Saint Mary’s hosted Amy Brainer, assistant professor of women and gender studies at the University of Michigan-Dearborn, Thursday night to present her recent research on LGBTQ people coming out in Taiwan.

Brainer is currently working on a book manuscript tentatively titled “Gendering Home: Queer Kinship and Family Change in Taiwan,” and her research focuses on families in East Asia.

The term “coming out” is largely a term used in the West, Brainer said, and outwardly identifying oneself as LGBTQ is uncommon in Taiwan.

Brainer spent 16 months in Taiwan doing ethnographic fieldwork. She said she attended support group meetings for parents of LGBTQ children, workshops on queer family issues and other LGBTQ gatherings, such as the annual pride parade.

In addition to the gatherings, she was able to have extended visits in family homes.

“The visits allowed me to get a feel for family life that I couldn’t catch through an interview,” Brainer said.

Brainer interviewed 80 Taiwanese families during her visit and discovered that members of the LGBTQ community would participate in heterosexual marriages. These marriages were based on the need to relieve family pressures and to carry on the paternal line of the family, she said.

Oftentimes, families in Taiwan would have strategic silences in which a family would know or assume that a member is LGBTQ, but wouldn't say anything or acknowledge it, Brainer said.

Brainer recalled one middle aged man named Bing, who struggled with the pressures of being gay and coming out to his family.

Brainer said Bing told her, "You worry that if they come in and know this thing about you, it will sadden them. So you have to lock yourself behind the wall.”

“In Bing’s case,” Brainer said, “silence represented distance, a wall and a burden, separating himself from his family members.”
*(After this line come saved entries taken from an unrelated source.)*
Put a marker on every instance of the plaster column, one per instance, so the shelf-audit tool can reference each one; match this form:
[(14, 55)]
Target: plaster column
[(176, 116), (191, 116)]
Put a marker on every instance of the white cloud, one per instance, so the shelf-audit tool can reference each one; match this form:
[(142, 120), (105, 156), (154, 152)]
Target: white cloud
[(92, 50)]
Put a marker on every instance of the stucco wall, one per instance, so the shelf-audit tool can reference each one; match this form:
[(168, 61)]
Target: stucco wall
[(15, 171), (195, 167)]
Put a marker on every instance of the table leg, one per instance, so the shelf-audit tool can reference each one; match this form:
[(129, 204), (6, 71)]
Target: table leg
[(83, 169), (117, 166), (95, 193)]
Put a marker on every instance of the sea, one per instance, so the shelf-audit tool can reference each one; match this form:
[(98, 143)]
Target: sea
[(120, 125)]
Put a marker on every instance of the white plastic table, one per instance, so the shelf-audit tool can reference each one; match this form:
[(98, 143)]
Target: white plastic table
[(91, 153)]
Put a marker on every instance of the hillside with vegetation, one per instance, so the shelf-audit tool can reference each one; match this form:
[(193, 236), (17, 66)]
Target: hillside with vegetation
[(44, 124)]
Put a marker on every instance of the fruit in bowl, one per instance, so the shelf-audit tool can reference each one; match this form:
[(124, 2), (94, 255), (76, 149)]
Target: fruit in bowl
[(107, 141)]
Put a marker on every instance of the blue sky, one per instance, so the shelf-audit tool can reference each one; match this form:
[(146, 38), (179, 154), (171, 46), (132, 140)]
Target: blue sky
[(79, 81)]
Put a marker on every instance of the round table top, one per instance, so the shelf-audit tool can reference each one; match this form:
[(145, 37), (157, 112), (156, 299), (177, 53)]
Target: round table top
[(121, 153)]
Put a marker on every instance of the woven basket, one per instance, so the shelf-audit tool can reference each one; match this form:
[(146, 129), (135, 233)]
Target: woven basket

Brainer said Bing told her he felt a great relief after coming out to his family.

Coming out is part of accepting one's own identity and contributes to better relationships, Brainer said.

“Then you become willing to share yourself with others and others become willing to share themselves with you also,” she said.

Brainer said researchers need to change how they study LGBTQ individuals and their families.

To understand these families, we must start from scratch and build new theories," she said. "There’s an urgent need for ethnographically grounded research. I do think comparisons are fruitful, but we do need to move [away] from a Taiwan and U.S. comparison."

Sophomore Liana O’Grady said she found Brainer’s presentation compelling due to the different pressures LGBTQ men and women face in Taiwan's culture.

“I thought it was interesting how they were more concerned about their family and didn’t want ‘coming out’ to hinder their role,” O’Grady said.

Editor's Note: This article was edited from its original version to distinguish between Brainer's ideas and those of her informant, Bing.